The University of Edinburgh has seen its donations slump by almost £2 million after it “cancelled” the philosopher David Hume over his slavery links.
The institution said that 24 donations and 12 legacies had been “cancelled, amended or withdrawn” in response to the September 2020 renaming of a prominent campus building dedicated to its former student, one of the leading figures of the Scottish enlightenment.
While he argued against the institution of slavery, Hume was condemned by student activists largely for a footnote in a 1758 essay in which he said he was “apt to suspect the negroes to be naturally inferior to the whites”.
The David Hume Tower was rechristened 40 George Square with the university claiming that while Hume’s opinions were “not uncommon” when he wrote them more than 250 years ago, they “rightly cause distress today”.
While it refused to say how much money had been withdrawn by donors directly due to the renaming row, overall donations to the university fell from £23.2 million in 2020-21, to £21.3 million the following year.

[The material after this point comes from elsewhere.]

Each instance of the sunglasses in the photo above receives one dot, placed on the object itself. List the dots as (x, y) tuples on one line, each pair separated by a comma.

A small number of those to cancel donations also cited the treatment of the academic Neil Thin, who was investigated and later acquitted after wrongly being accused by students of expressing racist and other “problematic” views.
Dr Thin, a senior lecturer, was a vocal critic of the campaign to rename the tower.
Pam Gosul, the Scottish Tory spokesman for higher education, said: “The reduction in donations will offer university bosses the chance to reflect on decisions they have taken.”